At lunch recently an engineering colleague of mine claimed that the material world exists because of something unknown to most people. When I asked what that would be, he gave me a one word answer: Plasma. "Plasma," I said, raising my eyebrows, "what exactly is that?"
I learned that plasma is a fourth state of matter - beyond the three types we've learned about in school - the solid, liquid, and gases that we encounter in our daily lives. Plasma lurks around quietly in the background with little notice, yet it makes possible our interaction with these common forms of matter.
A plasma is an electrically charged gas. Usually a gas is electrically neutral, that is, the positive and negative charges reside together, but in a plasma they are ripped apart. So, in a sense a plasma is a charged cloud. In fact, a lightning cloud is a kind of plasma. Now how could such a thing affect our lives? Well, through the material things around us.

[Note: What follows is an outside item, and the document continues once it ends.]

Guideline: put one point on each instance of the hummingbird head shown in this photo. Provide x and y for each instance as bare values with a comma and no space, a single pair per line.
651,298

The fluorescent lights above our heads is plasma in action. When you switch on the electricity it separates the charged particles of the enclosed gas, thus setting up a controlled lightning display.
The tiny silicon microchip that runs every computer depends on plasmas. The circuit drawn on that chip is created by plasma etching: The highly charged gas burns very precise lines in the chip creating the circuit.
And plasmas appear in our lives in even more mundane ways. As my colleague and I finished lunch he shook a potato chip bag at me and said "plasmas even make this possible." Indeed, its very difficult to get ink to stick to a mylar chip bag - but blast it with a plasma and ink readily retains adheres to the bag.
Then he pointed out the window. "Ninety-nine percent of the universe is composed of plasmas," he said. The Northern lights, for example, are the emission of a glowing plasma.
So, the irrelevant detritus of our world - potato chip bags and the like - to the aurora borealis all depend on plasma. Now that is truly a cosmic oneness.